1) a) D'une part, la qualité de professeur des universités en droit, l'action en faveur de la bonne gestion des deniers publics et l'expérience professionnelle au sein de la juridiction administrative, pas plus que l'intérêt moral tiré de la qualité de conseiller-maître honoraire à la Cour des comptes ou la circonstance qu'un avis du premier président de la Cour des comptes puisse être émis, en application de l'article L. 112-9 du code des juridictions financières (CJF), pour la participation en cette qualité à des commissions ou jurys, ne sont de nature, à elles seules, à conférer un intérêt donnant qualité pour demander l'annulation d'un décret portant nomination du premier président de la Cour des comptes en application des dispositions de l'article L. 121-1 du code des juridictions financières. 2) Association Anticor ayant notamment pour objet, aux termes de ses statuts, de « promouvoir l'éthique dans les vies publiques internationale, européenne, nationale et locale », « lutter contre la corruption, la fraude fiscale et contre toute autre atteinte à la probité sur le plan local, national, européen et international », « veiller au traitement approprié, par les institutions judiciaires, administratives et politiques, des atteintes à la probité » et « défendre le respect de la légalité administrative et constitutionnelle, le cas échéant en saisissant la juridiction administrative contre les actes (?) susceptibles d'attenter (?) à l'égal accès aux emplois publics (notamment dans le recrutement des agents contractuels de droit public) ». Si elle fait valoir le rôle de la Cour des comptes en matière de bonne gestion publique et l'usage qu'elle fait des rapports des chambres régionales des comptes pour mener ses propres actions, ainsi que le caractère national de l'emploi en cause, l'association requérante ne justifie pas, eu égard à son objet, d'un intérêt direct et certain lui donnant qualité pour demander l'annulation du décret litigieux.
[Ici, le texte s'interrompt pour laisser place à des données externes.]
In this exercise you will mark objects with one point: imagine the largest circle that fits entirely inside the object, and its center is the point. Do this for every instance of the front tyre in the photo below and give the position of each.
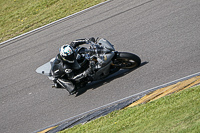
(127, 60)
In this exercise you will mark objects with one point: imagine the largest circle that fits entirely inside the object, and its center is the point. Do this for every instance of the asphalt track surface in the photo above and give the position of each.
(164, 33)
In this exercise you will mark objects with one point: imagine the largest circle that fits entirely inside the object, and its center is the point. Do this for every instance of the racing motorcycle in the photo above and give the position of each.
(102, 57)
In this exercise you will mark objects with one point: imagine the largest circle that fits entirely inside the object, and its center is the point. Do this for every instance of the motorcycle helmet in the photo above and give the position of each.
(67, 53)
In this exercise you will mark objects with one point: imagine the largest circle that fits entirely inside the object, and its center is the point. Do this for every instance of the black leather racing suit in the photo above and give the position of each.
(65, 74)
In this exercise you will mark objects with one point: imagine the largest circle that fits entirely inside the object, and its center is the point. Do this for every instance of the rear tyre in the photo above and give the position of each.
(127, 60)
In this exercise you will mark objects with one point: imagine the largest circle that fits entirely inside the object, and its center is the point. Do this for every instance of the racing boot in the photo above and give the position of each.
(69, 86)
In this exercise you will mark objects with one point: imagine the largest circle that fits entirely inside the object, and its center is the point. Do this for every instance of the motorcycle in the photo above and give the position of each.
(102, 57)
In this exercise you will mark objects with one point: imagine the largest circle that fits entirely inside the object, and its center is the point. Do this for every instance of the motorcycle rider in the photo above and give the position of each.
(66, 70)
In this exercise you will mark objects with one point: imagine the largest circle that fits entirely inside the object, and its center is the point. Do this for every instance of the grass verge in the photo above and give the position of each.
(179, 112)
(20, 16)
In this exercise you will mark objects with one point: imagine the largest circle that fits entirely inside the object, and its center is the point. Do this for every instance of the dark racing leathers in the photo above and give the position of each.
(66, 74)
(1) Rappr., s'agissant d'un particulier se prévalant de sa qualité de professeur agrégé pour contester la nomination au tour extérieur d'un conseiller d'Etat, CE, 25 février 2011, M. , n° 344732, T. pp. 996-1065. (2) Rappr., retenant l'absence d'intérêt pour agir d'une association contre l'arrêté de nomination du vice-président du conseil général des mines, CE, 18 février 1998, Association pour le respect de la réglementation applicable au cumul d'une fonction publique et d'une activité privée, n° 188517, T. pp. 1001-1079.